The first renderer can be points/surfels with fat translucent strokes. A proper Dreams-like look can then add:
- anisotropic ellipsoid splats
- temporal stroke trails
- stroke clustering by domain
- RGB projection and confidence blending
- procedural texture/noise in stroke-local coordinates
- LOD summaries for distant or stale tracks
Audio Coupling
The visual camera pose should define or link to the audio listener pose:
- yaw/pitch/roll rotates the ambisonic scene
- translation changes source distances, occlusion candidates, and room response estimates
- tracked props can drive synth patch positions
- visible speaker/mic locations constrain playback and capture calibration
Do not make the ambisonic renderer read brush packets. It should read world claims: sources, listener pose, speaker/mic transforms, and confidence. Brush packets are how those claims are seen, not what they are.
First Slice
Build the minimum machine that proves the spine:
- Enumerate the two PS3 Eyes, two Kiyos, and LeapUVC mode.

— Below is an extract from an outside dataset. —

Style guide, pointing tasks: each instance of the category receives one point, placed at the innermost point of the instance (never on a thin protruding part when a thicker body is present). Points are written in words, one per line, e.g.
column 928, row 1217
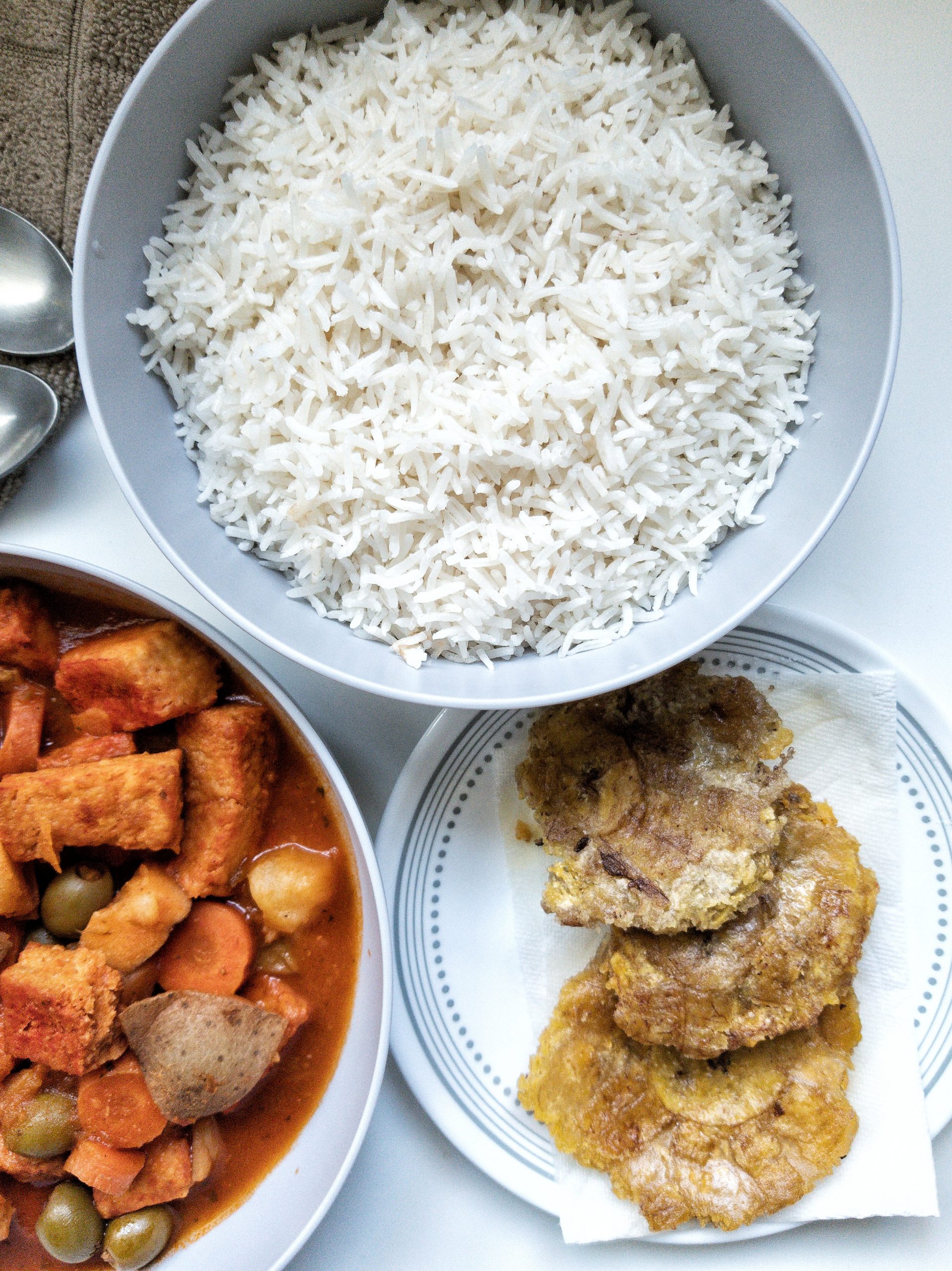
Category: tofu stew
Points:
column 180, row 936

- Calibrate camera intrinsics/extrinsics.
- Track one visible marker in at least two cameras.
- Triangulate a world-space point with confidence.
- Render that point as a volumetric brushstroke with a stable key.
- Move the virtual camera and verify visual parallax.
- Bind that same point to a mono synth source and verify ambisonic position changes with listener pose.
Only after that should RGB projection, dense splats, and dynamic point-cloud beauty work begin.
Cut Line
Cut any design where:
- Gaussian/brush packets become the source of truth.
- Leap, PS3 Eyes, and Kiyos each maintain separate private coordinate systems.
- camera-attached microphones are treated as synchronized because they are physically attached.
- the renderer owns calibration.
- ambisonics reads rendered geometry instead of semantic world claims.
Pretty volumetric paint is allowed. Pretty volumetric paint with no ownership model is just smoke with a GPU budget.